That puts Hermeus on target for its lofty goal of reaching Mach 4 speeds by next year.
And it would break the sustained airspeed record set by the SR-71.
Why Hypersonic, Why Now?
Over the past few years, several other private companies have begun to develop new hypersonic aircraft, with similar goals to significantly advance the United States’ ability to design and operate hypersonic vehicles.
In 2020, high-altitude launch company Stratolaunch revealed designs for two hypersonic aircraft, plus a reusable space plane that will be launched from its giant Roc Carrier Aircraft launch plane, similar to Virgin Galactic’s White Knight Two. Stratolaunch’s hypersonic planes are called Talon-A and Talon-Z, while the space plane is dubbed Black Ice.
The Talon-A is planned to be a fully reusable, autonomous, liquid rocket-powered Mach 6-class hypersonic vehicle with a length of 28 feet (8.5 m) and a wingspan of 11.3 feet (3.4 m). The first tests, perhaps by next year, will last for “over 1-minute of hypersonic flight testing, and glide back for an autonomous, horizontal landing on a conventional runway,” according to Stratolaunch.
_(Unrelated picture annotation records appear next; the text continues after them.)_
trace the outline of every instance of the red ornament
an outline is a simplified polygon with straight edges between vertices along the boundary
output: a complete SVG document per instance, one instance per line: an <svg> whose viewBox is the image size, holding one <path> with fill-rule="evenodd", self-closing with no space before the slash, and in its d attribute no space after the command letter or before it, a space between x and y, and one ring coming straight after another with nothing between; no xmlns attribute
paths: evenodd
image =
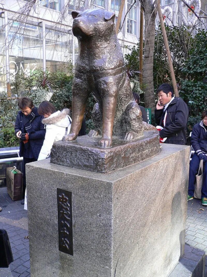
<svg viewBox="0 0 207 277"><path fill-rule="evenodd" d="M188 11L189 12L192 12L192 10L193 11L194 11L194 9L195 8L195 7L194 6L191 6L190 7L192 9L190 9L190 8L189 8L188 9Z"/></svg>

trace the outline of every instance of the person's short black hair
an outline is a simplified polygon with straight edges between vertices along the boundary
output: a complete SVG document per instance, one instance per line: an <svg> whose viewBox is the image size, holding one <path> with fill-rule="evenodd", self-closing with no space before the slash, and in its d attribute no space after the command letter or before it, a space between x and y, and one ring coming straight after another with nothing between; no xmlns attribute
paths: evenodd
<svg viewBox="0 0 207 277"><path fill-rule="evenodd" d="M137 93L136 92L133 92L133 96L134 98L134 100L135 101L137 100L137 103L138 105L139 104L139 101L140 99L140 97L139 96L139 94L138 94L138 93Z"/></svg>
<svg viewBox="0 0 207 277"><path fill-rule="evenodd" d="M168 94L170 91L172 93L172 97L174 96L174 91L173 87L168 84L164 83L160 85L157 90L157 94L161 90L166 94Z"/></svg>
<svg viewBox="0 0 207 277"><path fill-rule="evenodd" d="M207 116L207 110L204 111L201 115L201 118L202 120L203 119L205 116Z"/></svg>
<svg viewBox="0 0 207 277"><path fill-rule="evenodd" d="M18 106L21 110L25 109L28 107L30 109L32 109L34 105L32 100L28 97L23 97L20 98L18 101Z"/></svg>
<svg viewBox="0 0 207 277"><path fill-rule="evenodd" d="M38 110L38 113L41 116L44 114L50 115L55 112L55 108L54 105L49 101L43 101L40 103Z"/></svg>

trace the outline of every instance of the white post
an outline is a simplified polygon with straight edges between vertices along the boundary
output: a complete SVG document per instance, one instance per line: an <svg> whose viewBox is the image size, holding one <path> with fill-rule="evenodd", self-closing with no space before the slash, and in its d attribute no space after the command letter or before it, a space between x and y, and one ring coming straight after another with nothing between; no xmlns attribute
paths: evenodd
<svg viewBox="0 0 207 277"><path fill-rule="evenodd" d="M43 71L46 71L46 32L45 31L45 22L43 21Z"/></svg>
<svg viewBox="0 0 207 277"><path fill-rule="evenodd" d="M6 79L7 95L8 97L11 96L9 76L9 26L8 26L8 12L4 11L5 24L5 52L6 53Z"/></svg>

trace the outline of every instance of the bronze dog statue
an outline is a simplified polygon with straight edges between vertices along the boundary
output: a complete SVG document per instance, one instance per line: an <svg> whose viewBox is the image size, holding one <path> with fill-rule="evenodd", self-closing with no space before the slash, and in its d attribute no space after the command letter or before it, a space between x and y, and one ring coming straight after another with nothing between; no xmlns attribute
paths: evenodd
<svg viewBox="0 0 207 277"><path fill-rule="evenodd" d="M115 14L95 9L71 14L79 53L72 88L71 126L63 141L73 140L78 136L91 93L98 104L93 112L96 130L89 135L97 135L97 131L102 133L100 147L112 146L112 135L128 140L142 135L141 112L134 101L116 34Z"/></svg>

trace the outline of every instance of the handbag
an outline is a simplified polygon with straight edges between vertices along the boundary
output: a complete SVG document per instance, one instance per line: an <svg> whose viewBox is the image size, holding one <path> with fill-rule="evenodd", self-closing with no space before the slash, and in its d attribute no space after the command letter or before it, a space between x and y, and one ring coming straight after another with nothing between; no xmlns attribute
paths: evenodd
<svg viewBox="0 0 207 277"><path fill-rule="evenodd" d="M199 165L198 174L195 176L195 183L194 190L194 198L201 199L201 190L203 186L203 160L201 160Z"/></svg>
<svg viewBox="0 0 207 277"><path fill-rule="evenodd" d="M9 267L14 261L8 234L4 229L0 229L0 267Z"/></svg>

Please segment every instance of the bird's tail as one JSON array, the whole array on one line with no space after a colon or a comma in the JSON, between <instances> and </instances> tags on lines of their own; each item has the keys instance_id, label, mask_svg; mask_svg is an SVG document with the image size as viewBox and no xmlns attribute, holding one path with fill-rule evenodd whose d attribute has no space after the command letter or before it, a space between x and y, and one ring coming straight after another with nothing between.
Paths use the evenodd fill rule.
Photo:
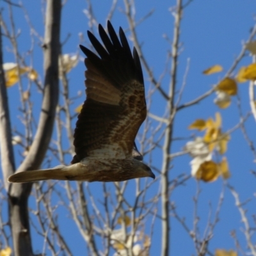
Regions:
<instances>
[{"instance_id":1,"label":"bird's tail","mask_svg":"<svg viewBox=\"0 0 256 256\"><path fill-rule=\"evenodd\" d=\"M38 180L67 180L68 171L63 170L65 166L59 166L51 169L40 170L38 171L26 171L15 173L8 178L9 182L32 182Z\"/></svg>"}]
</instances>

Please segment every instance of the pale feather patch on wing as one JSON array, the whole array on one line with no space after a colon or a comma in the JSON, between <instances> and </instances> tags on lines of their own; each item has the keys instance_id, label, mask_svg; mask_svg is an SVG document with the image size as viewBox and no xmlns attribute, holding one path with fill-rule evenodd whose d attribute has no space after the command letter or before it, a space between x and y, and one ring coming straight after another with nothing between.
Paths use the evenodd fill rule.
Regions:
<instances>
[{"instance_id":1,"label":"pale feather patch on wing","mask_svg":"<svg viewBox=\"0 0 256 256\"><path fill-rule=\"evenodd\" d=\"M88 68L85 72L88 98L103 103L118 105L120 100L120 91L102 76L88 59L86 59L85 63Z\"/></svg>"},{"instance_id":2,"label":"pale feather patch on wing","mask_svg":"<svg viewBox=\"0 0 256 256\"><path fill-rule=\"evenodd\" d=\"M120 145L116 143L102 145L100 148L92 150L89 154L90 158L125 159L127 157L126 154L120 150Z\"/></svg>"}]
</instances>

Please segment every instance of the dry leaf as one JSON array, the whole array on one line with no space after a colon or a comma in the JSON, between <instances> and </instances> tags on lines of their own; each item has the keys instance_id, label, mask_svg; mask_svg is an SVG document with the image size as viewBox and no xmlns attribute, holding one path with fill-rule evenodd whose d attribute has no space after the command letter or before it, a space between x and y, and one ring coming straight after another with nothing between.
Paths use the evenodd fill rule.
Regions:
<instances>
[{"instance_id":1,"label":"dry leaf","mask_svg":"<svg viewBox=\"0 0 256 256\"><path fill-rule=\"evenodd\" d=\"M125 215L124 216L124 218L122 217L119 217L117 219L117 223L118 224L121 225L123 222L124 222L124 223L125 224L125 225L127 227L129 227L131 225L131 222L130 217L127 216L127 215Z\"/></svg>"},{"instance_id":2,"label":"dry leaf","mask_svg":"<svg viewBox=\"0 0 256 256\"><path fill-rule=\"evenodd\" d=\"M224 92L217 91L217 97L213 102L220 108L224 109L228 108L231 103L230 96Z\"/></svg>"},{"instance_id":3,"label":"dry leaf","mask_svg":"<svg viewBox=\"0 0 256 256\"><path fill-rule=\"evenodd\" d=\"M203 131L205 129L205 121L204 119L196 119L188 127L188 129L196 129L198 131Z\"/></svg>"},{"instance_id":4,"label":"dry leaf","mask_svg":"<svg viewBox=\"0 0 256 256\"><path fill-rule=\"evenodd\" d=\"M214 73L218 73L223 70L223 67L220 65L214 65L212 67L203 71L203 74L205 75L211 75Z\"/></svg>"},{"instance_id":5,"label":"dry leaf","mask_svg":"<svg viewBox=\"0 0 256 256\"><path fill-rule=\"evenodd\" d=\"M217 249L215 250L214 256L237 256L237 253L233 250L227 251L223 249Z\"/></svg>"},{"instance_id":6,"label":"dry leaf","mask_svg":"<svg viewBox=\"0 0 256 256\"><path fill-rule=\"evenodd\" d=\"M256 80L256 63L246 67L243 72L243 78L248 80Z\"/></svg>"},{"instance_id":7,"label":"dry leaf","mask_svg":"<svg viewBox=\"0 0 256 256\"><path fill-rule=\"evenodd\" d=\"M230 95L236 95L237 93L237 86L235 80L230 77L226 77L220 82L216 90L224 92Z\"/></svg>"},{"instance_id":8,"label":"dry leaf","mask_svg":"<svg viewBox=\"0 0 256 256\"><path fill-rule=\"evenodd\" d=\"M0 250L0 256L10 256L12 254L12 249L6 247L5 249Z\"/></svg>"},{"instance_id":9,"label":"dry leaf","mask_svg":"<svg viewBox=\"0 0 256 256\"><path fill-rule=\"evenodd\" d=\"M205 157L210 154L208 145L205 143L202 137L196 137L194 141L188 141L184 149L188 151L192 157L196 157L197 156Z\"/></svg>"},{"instance_id":10,"label":"dry leaf","mask_svg":"<svg viewBox=\"0 0 256 256\"><path fill-rule=\"evenodd\" d=\"M196 174L196 178L205 182L213 182L220 175L218 167L218 164L213 161L205 161L200 166Z\"/></svg>"}]
</instances>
And earlier this year, Rocket Lab announced a hypersonic program called HASTE (Hypersonic Accelerator Suborbital Test Electron), a suborbital testbed launch vehicle derived from Rocket Lab’s heritage Electron rocket. On June 17, the company successfully conducted its first launch for “a confidential customer” (likely the US military), from Virginia’s Mid-Atlantic Regional Spaceport within NASA’s Wallops Flight Facility. Rocketlab says their hypersonic program was created to serve the unique needs of the U.S. defense and intelligence community and its allies.
And of course, long-time companies like Lockheed Martin, Northrop Grumman, and Raytheon are part of a revitalized interest in hypersonic vehicles and missile defense following recent intelligence that China fielded a test in 2021 of a hypersonic, nuclear-capable weapon, and Russia’s recent use of hypersonic weapons in its invasion of Ukraine. Australia, Iran, both North and South Korea, Brazil, Germany, Israel, India, and Japan are also said to be developing hypersonic programs.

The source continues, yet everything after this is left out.